APPLIED MATHEMATICS FOR COMMUNICATION SYSTEMS - 2024/5

Module code: EEEM062

Module Overview

Expected prior / parallel learning: We expect you to ideally have some background in arithmetic, algebra, complex numbers, integration, and differentiation to follow this module.  Besides, you will find it helpful to have some knowledge about linear systems, linear algebra and stochastic processes for following.

Module purpose:  

This module focuses on some of the fundamental mathematical concepts used in the analysis and design of modern digital communications systems and examines their application to link-level communications and receiver designs.

 

Related modules:

EEEM017 - Fundamentals of Mobile Communications: EEEM062 is complementary with EEEM017, since EEEM017 covers other fundamental aspects of communication system design like data rate and some system level aspects, e.g. resource allocation.
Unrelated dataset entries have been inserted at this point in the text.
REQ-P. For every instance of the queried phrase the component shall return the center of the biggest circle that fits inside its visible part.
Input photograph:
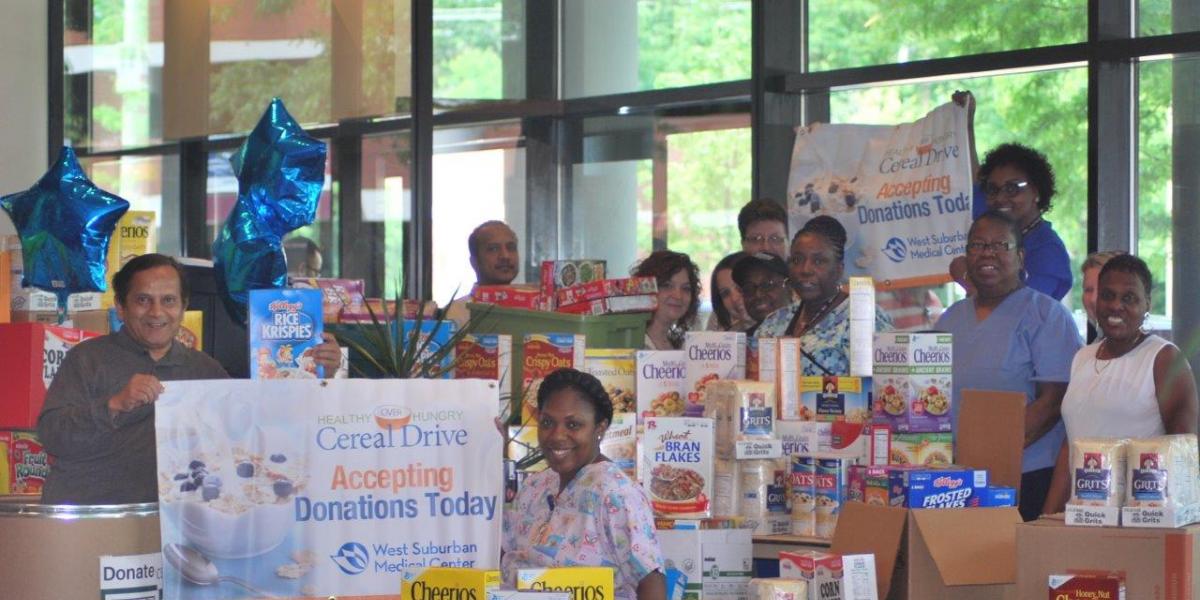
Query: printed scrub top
(601, 519)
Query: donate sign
(903, 192)
(315, 489)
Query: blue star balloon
(280, 174)
(65, 222)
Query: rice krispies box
(285, 330)
(712, 355)
(912, 382)
(678, 466)
(30, 355)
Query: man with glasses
(762, 279)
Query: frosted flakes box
(544, 354)
(285, 330)
(661, 376)
(835, 399)
(583, 582)
(617, 370)
(678, 463)
(712, 355)
(912, 382)
(448, 582)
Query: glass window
(880, 31)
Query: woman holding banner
(583, 510)
(821, 317)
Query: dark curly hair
(663, 264)
(1035, 165)
(1132, 265)
(585, 384)
(719, 310)
(831, 229)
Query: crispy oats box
(912, 382)
(661, 376)
(617, 370)
(712, 355)
(544, 354)
(678, 466)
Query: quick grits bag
(285, 330)
(1097, 472)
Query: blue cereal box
(285, 328)
(936, 489)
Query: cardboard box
(30, 355)
(1162, 564)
Mathematics taught in EEEM062, i.e. probability, is useful to understand the theory behind data rate taught in EEEM017.

EEEM018 - Advanced Mobile Communication Systems: EEEM062 provides link level knowledge of communication systems that complements well with the system level knowledge taught in EEEM018.
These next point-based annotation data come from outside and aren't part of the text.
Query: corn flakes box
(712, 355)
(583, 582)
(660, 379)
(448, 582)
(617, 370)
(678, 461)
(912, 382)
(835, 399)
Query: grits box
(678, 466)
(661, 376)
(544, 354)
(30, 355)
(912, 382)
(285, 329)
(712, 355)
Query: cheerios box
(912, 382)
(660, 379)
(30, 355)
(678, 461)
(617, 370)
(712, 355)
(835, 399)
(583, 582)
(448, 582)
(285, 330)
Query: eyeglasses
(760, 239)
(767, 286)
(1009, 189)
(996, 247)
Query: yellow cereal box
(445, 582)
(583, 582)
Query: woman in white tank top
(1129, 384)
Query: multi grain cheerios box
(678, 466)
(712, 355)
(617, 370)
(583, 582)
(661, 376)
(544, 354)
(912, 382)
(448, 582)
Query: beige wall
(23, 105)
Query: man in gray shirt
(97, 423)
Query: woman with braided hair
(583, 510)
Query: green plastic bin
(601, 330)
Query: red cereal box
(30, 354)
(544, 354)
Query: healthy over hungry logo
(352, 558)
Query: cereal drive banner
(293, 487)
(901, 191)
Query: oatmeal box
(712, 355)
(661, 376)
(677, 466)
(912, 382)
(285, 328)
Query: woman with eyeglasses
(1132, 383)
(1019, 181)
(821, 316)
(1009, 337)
EEEM061 - Advanced 5G Wireless Technologies. Mathematics taught in EEEM062, i.e. linear algebra and matrix, is useful to understand the theory behind massive multiple-input multiple output communication systems (part of 5G system) taught in EEEM061. Similarly, Fourier analysis taught in EEEM062, is useful to understand the theory behind orthogonal frequency division multiplexing (part of 5G system) taught in EEEM061.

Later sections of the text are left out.